With West Virginia officially heading west to the Big 12, the press release from the Big 12 Conference and West Virginia have stated that the Mountaineers will begin Big 12 play in the 2012-2013 season. But as we've been hearing for the past several weeks, Big East commissioner John
Moronatto Marinatto has said multiple times that Pitt and Syracuse (and presumably West Virginia) will be held to the league's mandatory 27-month waiting period.
BlueGoldNews.com, the West Virginia Scout site, has tweeted that Pitt can leave the conference this season should they pay the Big East $21 million. We can assume that Syracuse and WVU were also offered similar deals, assuming the rumor is true. And you know that if one school gets out, they're all getting out or the remaining schools will lawyer up within hours and end up getting out early anyways. WVU president James Clements wasn't shy about announcing his intentions during WVU's introductory press conference.
"Our intent is clearly July 1 we will be a member of the Big 12," Clements said. "Our team and their team are in discussions about how to make that happen."
So what are the chances that the Panthers, Mountaineers, and Orange all begin play in their new conferences for next season?
Well, with more and more Big East members looking to jump ship (it's a possibility that Notre Dame may be taking their non-football sports out of the Big East and into the Big 12. And don't put to rest the thought of Louisville or Cincy or USF possibly finding their way to the Big 12 or Rutgers/UConn to the ACC), it's looking more and more likely ... especially if the Big East loses another program. Slick Rick Pitino could be right:
"If Louisville had left the Big East was over. Nobody was going to come in. I told him to be fired up and go get those teams."
If Louisville were to leave the Big East as well, the conference is done. Heck, I didn't even think it could survive after Pitt and Cuse announced they were taking their talents to the ACC. Now after the Big East will lose their 3 most historically significant programs, the Big East will obviously never be the same.

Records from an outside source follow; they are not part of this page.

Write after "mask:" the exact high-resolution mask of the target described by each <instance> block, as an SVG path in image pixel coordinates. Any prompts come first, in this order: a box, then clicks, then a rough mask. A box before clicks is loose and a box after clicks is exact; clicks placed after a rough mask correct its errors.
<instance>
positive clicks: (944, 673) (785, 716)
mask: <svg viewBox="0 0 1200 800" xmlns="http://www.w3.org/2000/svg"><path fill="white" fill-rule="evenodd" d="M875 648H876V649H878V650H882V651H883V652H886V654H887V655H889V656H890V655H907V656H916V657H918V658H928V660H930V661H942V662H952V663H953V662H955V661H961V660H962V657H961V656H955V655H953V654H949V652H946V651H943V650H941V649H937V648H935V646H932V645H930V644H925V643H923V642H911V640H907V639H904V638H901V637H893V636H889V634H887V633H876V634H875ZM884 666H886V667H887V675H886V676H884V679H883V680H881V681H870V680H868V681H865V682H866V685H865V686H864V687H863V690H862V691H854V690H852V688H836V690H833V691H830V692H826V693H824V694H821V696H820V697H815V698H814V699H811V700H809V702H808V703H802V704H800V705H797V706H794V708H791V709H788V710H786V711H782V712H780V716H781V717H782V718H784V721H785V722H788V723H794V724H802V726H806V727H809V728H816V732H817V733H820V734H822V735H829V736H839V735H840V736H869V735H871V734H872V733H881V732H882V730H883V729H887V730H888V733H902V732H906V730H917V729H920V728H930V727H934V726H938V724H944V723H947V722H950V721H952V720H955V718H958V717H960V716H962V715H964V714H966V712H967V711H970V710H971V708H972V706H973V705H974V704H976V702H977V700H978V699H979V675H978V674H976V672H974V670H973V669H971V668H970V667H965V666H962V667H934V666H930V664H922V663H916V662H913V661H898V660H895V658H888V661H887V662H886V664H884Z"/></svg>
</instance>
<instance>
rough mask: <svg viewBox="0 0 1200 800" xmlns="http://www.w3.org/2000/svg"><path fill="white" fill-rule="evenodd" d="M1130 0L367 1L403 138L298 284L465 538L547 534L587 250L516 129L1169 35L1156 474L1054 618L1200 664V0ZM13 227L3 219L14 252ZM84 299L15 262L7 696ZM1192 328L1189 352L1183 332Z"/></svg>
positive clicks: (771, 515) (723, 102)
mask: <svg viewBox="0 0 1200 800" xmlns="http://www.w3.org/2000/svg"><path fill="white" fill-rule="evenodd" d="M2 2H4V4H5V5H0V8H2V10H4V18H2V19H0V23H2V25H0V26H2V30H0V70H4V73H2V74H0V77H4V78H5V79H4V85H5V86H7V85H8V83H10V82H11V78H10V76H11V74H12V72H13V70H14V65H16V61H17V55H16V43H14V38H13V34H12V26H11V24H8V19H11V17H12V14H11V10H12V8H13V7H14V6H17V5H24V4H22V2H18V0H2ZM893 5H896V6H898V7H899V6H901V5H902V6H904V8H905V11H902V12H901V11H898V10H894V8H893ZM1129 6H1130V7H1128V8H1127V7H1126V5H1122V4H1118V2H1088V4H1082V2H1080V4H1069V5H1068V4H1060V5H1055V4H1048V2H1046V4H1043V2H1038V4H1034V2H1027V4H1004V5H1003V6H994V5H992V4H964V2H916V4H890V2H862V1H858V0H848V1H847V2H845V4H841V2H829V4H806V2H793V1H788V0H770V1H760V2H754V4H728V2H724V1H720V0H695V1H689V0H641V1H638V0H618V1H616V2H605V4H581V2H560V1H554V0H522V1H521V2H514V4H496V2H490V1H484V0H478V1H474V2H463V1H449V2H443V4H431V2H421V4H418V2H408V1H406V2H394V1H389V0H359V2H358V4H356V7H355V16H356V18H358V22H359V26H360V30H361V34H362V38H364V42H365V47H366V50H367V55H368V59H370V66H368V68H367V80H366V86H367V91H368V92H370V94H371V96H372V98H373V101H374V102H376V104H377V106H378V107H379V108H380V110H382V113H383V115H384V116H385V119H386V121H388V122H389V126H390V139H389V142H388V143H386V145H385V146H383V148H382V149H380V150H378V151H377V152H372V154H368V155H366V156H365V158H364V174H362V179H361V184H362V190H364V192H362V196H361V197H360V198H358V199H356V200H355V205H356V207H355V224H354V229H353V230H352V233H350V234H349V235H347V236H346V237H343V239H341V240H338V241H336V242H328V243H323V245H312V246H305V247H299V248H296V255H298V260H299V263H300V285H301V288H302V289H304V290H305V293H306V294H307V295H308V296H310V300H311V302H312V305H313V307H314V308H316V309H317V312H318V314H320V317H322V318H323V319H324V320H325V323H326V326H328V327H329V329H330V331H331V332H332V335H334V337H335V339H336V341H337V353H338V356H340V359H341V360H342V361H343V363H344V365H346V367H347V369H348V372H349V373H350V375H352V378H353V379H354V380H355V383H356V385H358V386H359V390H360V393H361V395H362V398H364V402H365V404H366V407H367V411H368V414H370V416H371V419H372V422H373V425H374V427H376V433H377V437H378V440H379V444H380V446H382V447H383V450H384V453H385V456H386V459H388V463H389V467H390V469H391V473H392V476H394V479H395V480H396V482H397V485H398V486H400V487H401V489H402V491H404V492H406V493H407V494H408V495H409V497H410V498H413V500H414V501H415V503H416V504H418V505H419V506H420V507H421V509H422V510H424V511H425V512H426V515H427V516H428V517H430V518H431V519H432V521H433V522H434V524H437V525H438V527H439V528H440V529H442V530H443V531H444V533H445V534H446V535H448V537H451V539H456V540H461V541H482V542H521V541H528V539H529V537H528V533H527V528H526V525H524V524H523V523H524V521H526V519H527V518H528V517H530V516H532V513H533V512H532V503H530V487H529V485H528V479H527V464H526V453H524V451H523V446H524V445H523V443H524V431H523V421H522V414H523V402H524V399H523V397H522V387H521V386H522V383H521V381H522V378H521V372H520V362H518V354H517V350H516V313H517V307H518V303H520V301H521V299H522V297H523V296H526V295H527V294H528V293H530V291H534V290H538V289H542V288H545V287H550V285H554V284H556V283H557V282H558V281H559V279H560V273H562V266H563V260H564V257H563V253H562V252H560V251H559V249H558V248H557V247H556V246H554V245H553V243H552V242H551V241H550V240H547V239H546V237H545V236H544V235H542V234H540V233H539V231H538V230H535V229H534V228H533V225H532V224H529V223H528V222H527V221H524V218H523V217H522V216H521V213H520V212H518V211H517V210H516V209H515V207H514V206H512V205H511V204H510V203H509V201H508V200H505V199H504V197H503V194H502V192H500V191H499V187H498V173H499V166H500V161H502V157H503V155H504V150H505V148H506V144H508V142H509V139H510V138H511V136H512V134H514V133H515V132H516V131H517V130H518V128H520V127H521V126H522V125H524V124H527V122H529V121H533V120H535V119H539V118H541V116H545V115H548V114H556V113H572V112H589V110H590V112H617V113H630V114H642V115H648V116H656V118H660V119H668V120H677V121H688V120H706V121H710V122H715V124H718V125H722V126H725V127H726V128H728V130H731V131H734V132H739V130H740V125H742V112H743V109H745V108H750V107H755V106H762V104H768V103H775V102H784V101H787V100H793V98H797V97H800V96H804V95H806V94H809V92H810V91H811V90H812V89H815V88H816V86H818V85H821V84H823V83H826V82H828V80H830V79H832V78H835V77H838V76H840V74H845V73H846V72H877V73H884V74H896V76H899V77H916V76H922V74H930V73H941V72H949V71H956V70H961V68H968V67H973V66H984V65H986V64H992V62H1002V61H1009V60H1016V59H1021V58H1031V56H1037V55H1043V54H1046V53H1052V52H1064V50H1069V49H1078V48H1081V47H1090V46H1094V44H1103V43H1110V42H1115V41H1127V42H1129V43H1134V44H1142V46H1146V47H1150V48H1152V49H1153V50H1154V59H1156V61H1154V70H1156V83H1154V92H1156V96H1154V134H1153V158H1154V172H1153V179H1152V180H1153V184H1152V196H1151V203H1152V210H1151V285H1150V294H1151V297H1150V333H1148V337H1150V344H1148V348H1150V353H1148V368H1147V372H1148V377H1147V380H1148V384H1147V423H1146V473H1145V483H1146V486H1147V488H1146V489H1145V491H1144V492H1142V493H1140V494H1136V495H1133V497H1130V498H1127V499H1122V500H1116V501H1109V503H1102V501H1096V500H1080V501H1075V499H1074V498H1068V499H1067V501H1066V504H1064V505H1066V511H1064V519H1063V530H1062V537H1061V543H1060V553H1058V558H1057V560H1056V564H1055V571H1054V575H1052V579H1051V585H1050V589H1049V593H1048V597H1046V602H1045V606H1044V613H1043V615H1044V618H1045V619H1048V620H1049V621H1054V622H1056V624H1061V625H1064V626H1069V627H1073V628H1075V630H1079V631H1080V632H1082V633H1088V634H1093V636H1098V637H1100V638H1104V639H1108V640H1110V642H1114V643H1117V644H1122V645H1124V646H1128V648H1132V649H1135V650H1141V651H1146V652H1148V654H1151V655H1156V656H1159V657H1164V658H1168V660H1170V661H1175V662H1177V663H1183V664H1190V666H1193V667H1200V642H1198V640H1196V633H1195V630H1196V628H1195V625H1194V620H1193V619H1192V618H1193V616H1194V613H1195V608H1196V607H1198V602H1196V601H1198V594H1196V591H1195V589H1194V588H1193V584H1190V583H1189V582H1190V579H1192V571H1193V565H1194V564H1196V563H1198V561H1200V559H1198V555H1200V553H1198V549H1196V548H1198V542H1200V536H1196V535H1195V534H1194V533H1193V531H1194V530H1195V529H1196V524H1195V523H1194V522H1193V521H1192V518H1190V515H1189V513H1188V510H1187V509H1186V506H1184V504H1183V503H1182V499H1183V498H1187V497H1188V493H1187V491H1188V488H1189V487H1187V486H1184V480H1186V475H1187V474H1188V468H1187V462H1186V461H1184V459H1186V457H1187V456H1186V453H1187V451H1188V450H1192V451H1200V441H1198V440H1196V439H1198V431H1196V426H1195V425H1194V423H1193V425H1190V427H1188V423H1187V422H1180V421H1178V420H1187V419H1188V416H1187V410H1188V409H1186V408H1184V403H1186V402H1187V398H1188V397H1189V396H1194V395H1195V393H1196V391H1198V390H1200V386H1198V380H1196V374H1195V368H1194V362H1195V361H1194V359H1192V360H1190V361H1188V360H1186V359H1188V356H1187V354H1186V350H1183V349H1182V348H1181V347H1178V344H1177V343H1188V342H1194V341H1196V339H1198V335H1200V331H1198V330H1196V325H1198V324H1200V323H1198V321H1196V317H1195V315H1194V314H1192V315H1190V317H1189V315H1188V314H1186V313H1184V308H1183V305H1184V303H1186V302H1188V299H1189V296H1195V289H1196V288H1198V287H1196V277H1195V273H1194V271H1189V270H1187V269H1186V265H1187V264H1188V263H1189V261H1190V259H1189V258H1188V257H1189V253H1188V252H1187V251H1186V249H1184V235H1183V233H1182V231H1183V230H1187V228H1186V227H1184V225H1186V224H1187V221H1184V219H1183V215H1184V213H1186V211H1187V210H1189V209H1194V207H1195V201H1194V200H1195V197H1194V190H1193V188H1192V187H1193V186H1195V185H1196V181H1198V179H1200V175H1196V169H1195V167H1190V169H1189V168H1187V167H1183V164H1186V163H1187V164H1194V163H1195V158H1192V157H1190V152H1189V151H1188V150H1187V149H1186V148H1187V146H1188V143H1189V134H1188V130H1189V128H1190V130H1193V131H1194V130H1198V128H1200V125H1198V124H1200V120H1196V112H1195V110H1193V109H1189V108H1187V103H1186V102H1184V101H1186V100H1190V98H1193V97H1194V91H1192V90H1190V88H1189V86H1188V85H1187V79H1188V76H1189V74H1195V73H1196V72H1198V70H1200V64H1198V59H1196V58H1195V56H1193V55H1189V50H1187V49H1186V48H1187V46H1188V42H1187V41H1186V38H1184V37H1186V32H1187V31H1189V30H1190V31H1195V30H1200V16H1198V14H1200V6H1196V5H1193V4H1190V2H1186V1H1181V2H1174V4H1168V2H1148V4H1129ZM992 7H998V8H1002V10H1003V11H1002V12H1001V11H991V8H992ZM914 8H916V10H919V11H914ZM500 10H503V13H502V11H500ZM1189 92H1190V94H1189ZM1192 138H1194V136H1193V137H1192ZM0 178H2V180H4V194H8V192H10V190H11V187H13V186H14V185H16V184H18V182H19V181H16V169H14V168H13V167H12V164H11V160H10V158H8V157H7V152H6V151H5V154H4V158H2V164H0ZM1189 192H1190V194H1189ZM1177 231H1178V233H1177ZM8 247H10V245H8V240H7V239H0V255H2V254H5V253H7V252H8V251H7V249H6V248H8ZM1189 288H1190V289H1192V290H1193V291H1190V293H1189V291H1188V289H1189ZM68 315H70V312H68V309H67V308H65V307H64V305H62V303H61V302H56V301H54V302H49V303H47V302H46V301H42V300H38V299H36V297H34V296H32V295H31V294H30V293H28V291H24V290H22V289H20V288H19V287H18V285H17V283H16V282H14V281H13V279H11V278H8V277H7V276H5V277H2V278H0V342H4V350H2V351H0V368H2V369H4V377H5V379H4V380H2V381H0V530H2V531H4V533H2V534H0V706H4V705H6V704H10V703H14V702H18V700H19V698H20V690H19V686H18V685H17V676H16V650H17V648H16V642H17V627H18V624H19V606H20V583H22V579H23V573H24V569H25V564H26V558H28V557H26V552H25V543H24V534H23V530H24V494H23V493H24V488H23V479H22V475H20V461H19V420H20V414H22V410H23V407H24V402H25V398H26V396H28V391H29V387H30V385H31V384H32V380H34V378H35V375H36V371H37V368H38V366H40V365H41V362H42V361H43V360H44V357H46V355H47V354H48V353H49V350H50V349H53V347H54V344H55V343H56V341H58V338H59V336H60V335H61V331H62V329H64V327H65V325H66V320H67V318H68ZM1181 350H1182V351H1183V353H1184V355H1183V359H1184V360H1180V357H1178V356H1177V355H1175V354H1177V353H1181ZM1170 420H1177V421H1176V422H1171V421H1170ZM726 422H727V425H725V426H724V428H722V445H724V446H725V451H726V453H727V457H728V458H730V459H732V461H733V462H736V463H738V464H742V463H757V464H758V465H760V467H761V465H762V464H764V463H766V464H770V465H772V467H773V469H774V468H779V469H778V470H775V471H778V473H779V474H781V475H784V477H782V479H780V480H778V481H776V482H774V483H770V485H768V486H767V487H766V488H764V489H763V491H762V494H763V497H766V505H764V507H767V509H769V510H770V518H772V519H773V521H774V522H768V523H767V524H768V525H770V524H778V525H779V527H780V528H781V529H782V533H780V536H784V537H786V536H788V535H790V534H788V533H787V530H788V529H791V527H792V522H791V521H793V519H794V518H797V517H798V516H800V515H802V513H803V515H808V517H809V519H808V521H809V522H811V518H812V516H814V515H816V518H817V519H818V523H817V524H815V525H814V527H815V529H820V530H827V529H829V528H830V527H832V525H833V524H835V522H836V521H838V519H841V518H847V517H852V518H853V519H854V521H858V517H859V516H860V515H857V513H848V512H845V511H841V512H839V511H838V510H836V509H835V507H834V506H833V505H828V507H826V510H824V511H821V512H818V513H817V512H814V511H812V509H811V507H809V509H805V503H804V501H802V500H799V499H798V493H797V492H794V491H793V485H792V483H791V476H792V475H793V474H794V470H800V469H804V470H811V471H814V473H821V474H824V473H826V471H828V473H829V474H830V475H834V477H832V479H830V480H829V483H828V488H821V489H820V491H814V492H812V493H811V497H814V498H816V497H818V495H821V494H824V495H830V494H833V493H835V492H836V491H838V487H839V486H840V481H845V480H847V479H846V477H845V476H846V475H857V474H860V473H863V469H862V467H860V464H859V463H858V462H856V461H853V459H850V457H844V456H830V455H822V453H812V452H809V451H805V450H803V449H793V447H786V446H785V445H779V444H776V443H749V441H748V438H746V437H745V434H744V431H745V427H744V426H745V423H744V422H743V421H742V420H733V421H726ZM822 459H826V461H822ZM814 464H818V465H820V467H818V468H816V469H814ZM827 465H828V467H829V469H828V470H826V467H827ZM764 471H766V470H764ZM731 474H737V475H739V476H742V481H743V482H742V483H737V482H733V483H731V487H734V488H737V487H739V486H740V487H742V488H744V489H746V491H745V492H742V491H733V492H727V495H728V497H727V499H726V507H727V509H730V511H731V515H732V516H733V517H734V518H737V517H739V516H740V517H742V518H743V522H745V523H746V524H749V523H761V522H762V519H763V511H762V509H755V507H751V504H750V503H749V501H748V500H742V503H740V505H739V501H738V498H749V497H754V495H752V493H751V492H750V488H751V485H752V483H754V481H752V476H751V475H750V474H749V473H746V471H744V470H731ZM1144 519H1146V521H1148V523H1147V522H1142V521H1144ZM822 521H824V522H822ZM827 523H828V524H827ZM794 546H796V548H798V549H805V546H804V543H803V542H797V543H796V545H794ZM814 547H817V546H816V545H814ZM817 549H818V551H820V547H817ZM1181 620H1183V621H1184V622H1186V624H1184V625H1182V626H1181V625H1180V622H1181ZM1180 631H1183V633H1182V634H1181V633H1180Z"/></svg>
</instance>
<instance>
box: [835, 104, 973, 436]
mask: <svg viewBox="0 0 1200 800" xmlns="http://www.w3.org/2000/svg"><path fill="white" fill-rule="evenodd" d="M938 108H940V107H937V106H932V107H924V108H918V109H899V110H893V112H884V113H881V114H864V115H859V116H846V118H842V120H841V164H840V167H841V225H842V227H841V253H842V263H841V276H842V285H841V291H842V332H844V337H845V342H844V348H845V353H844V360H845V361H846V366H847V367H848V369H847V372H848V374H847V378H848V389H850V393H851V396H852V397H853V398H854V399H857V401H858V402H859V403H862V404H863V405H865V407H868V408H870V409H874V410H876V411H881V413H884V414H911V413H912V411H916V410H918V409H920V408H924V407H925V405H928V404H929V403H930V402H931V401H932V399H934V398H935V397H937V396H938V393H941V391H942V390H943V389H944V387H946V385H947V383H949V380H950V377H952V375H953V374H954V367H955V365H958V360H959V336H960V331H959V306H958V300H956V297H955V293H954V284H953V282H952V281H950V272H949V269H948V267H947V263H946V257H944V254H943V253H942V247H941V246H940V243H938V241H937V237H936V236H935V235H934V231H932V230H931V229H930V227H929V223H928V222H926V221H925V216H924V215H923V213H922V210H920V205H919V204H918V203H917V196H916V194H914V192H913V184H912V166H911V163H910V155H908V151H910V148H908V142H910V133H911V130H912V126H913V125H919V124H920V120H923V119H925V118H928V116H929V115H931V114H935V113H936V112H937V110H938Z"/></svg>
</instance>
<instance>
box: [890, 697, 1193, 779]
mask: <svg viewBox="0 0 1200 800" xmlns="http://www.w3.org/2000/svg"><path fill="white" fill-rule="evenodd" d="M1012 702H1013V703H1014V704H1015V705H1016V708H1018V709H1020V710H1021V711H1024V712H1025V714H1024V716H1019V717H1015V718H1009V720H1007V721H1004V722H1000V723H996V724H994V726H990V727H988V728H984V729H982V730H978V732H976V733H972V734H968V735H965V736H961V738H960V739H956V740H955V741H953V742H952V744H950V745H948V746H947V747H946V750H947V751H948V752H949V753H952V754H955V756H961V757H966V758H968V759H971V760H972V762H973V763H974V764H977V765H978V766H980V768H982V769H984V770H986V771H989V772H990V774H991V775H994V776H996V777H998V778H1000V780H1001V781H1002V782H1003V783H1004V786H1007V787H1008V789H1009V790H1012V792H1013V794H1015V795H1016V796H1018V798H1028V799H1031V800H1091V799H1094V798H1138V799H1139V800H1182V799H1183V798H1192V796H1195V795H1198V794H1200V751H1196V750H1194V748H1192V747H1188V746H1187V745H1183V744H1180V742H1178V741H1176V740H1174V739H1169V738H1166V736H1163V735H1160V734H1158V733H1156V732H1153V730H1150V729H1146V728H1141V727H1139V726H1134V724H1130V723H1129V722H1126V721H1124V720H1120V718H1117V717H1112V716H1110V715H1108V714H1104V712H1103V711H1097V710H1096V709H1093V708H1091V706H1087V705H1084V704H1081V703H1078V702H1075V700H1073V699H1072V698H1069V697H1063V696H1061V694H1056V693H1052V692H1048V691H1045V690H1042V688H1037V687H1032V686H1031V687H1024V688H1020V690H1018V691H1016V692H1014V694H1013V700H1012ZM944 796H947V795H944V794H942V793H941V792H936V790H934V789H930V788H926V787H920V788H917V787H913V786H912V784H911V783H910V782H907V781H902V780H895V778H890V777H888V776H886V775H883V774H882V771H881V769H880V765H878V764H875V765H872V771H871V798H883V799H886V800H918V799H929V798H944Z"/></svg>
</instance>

Now, $21 million does seem a little high. Pitt likely could afford it, especially with the increased amount they would receive upon starting conference play in the ACC (around $15 million a year). And although that's the initial amount, realignment over the past year has shown us that the leaving members can haggle their way down to more manageable fees, so I wouldn't say money is a major factor in staying another year or not. I strongly feel that if Steve Pederson or Mark Nordenberg were given the chance to jump to the ACC next season, they would do so.
Perhaps the Providence gang has decided enough is enough. As Andrea Adelson, ESPN.com's Big East writer, says, the Big East has become a conference of convenience. But now that the current members include UConn, Rutgers, Cincinnati, South Florida, and Louisville, the Big East can't expect the football conference to last. Do they think Boise State and Air Force are really going to be happy doing cross country trips to Tampa, Storrs, or Piscataway every other season? And how sure are they that any of the current members won't decide to be the next defection? As sad as it is, it may be time for the Big East to move on.